Our first stop of the weekend was to Malham Cove. It’s a 230ft (70m) sheer limestone rockface which was created by glaciers pulling away rocks from the Middle Craven Fault each time the glaciers melted. Now that the glaciers have melted, the water flows under the ground now, but there would have been a huge waterfall as they melted. How amazing would that be to see?! Nowadays, it’s popular throughout the year for expert climbers and you can see why! It’s huge!
We parked up at the carpark in Malham and walked the 1 mile from there to the base of the cove. As our luck would have it, literally as soon as we stepped out of the van it started to rain – we’d had sun all day up until that point! We debated heading back to the van, but with no end in sight, we decided to just continue on, as we’d drove all that way to see it and what else were we going to do?
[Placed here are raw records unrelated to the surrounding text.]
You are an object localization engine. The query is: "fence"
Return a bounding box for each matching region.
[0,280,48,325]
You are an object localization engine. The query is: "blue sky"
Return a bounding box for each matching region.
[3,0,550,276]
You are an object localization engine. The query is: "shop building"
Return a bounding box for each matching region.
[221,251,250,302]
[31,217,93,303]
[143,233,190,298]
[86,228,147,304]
It’s a really easy walk, other than a short hill from the main road in the village to the pathway to the cove, but there’s a nice path to walk along to Malham Cove so it’s really accessible which is always good! I couldn’t get over the views of the hills around us and the little stream meandering it’s way alongside the path.
Just be aware that there are cows and sheep in the field, therefore you do need to keep any dogs on a lead while you visit as they just roam free. There were so many there just walking along the path with us – I was terrified to start off with, but they were so friendly and not bothered by us at all. They just wanted to munch on the grass.
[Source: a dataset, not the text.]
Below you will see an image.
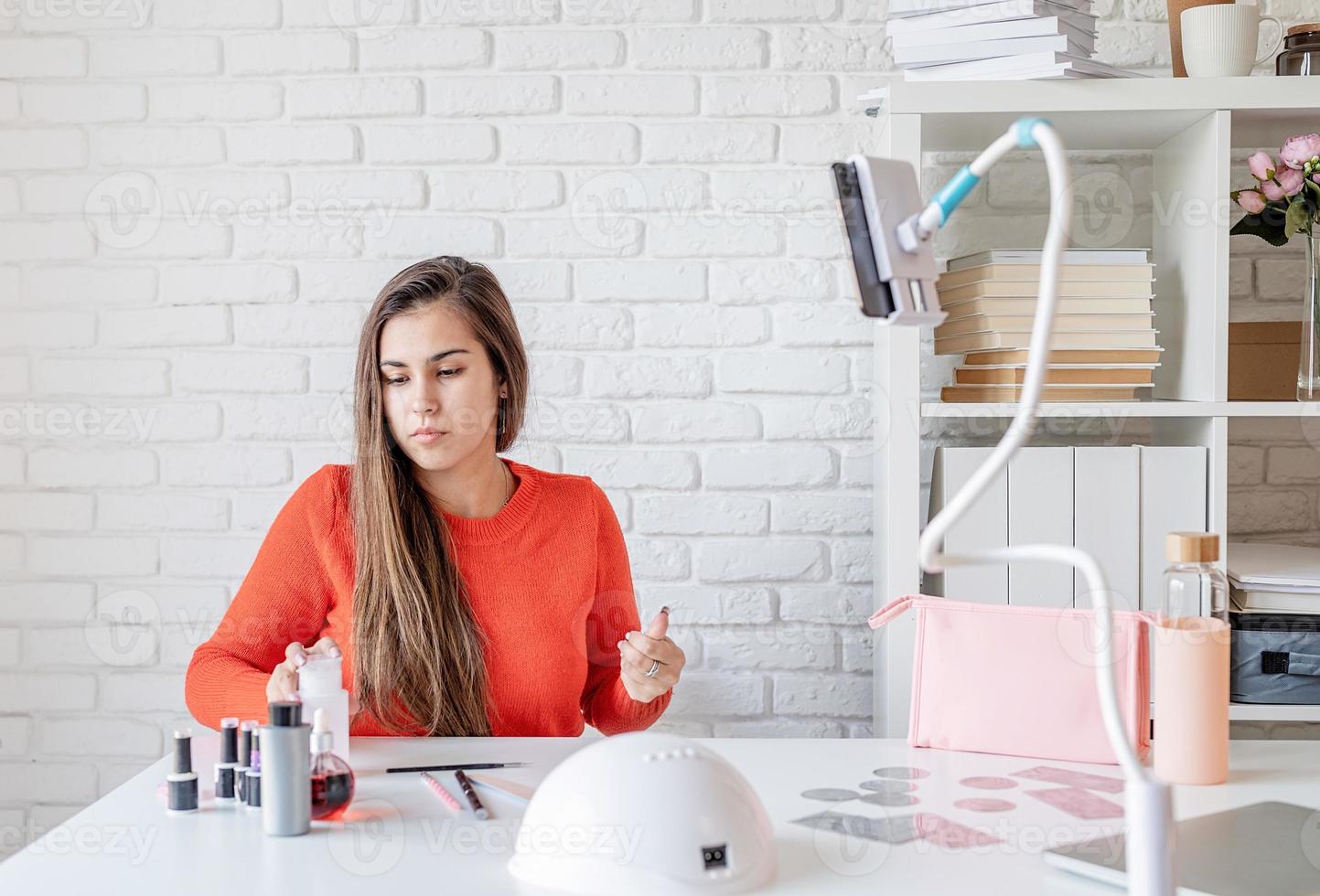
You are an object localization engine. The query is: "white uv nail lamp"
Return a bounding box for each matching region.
[509,732,776,896]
If you look really closely, you can actually see the climbers on the rockface. It’s insane how tiny they look up there! We took a walk up to the top of the cove (up what felt like thousands of steps), but by the time we got to the top the rain was pouring down and we were starting to get soaked even with our waterproof jackets, so we quickly headed back down to the van to dry off while we found somewhere to stay for the night.
The Coldstones Cut
After struggling to dry off our only trousers that we took overnight and barely sleeping due to the insane wind and rain we had that night, we woke up nice and early and headed to the Coldstones Cut which is located just outside of Pateley Bridge where the sun was trying it’s best to come through. The wind was still going strong though, so much so that it was hard to walk along the open path to get to the Coldstones cut without being blown over. I was trying to get some videos on my phone and at one point it almost got blown out of my hands!
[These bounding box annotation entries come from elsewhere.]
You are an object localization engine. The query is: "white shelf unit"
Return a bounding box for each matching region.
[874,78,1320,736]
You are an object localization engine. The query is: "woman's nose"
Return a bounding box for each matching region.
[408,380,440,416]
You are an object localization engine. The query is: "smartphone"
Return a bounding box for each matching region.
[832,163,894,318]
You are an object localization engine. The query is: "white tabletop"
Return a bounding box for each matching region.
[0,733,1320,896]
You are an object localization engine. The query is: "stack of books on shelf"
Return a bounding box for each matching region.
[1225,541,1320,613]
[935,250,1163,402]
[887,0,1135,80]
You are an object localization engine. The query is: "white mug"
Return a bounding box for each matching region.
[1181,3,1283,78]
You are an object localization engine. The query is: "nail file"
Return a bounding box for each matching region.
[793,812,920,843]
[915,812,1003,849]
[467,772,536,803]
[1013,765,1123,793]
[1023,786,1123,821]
The Coldstones Cut was opened in 2010 and created by sculptor Andrew Sabin as Yorkshires highest public artwork and a viewing platform for the Coldstones Quarry and Nidderdale Valley to replace an old viewing platform for the Quarry. It’s still a working quarry which you can actually see working from Monday-Friday. And the best thing is that it’s totally free to visit!
So basically, it has one central passageway which then splits off into two spirals with views out over the valleys surrounding it and then on the other side is the quarry. If you head back down either spiral to the main passageway, there’s a viewing platform to the quarry detailing all the minerals that can be found there and a bit of history about the quarry.
Is it worth visiting? I’d say if you’re in the area or driving past it then it’s worth a little stop in, but I wouldn’t drive there specifically to see it. It’s a nice walk up from the carpark and the views are lovely, especially just after sunrise, but it was something to do while we were in the area. It was fun to walk around the different platforms.
We LOVED Malham Cove though so we’d definitely recommend a stop there. For reference, the Coldstones Cut is about a 50 minute drive from Malham, through very narrow country lanes.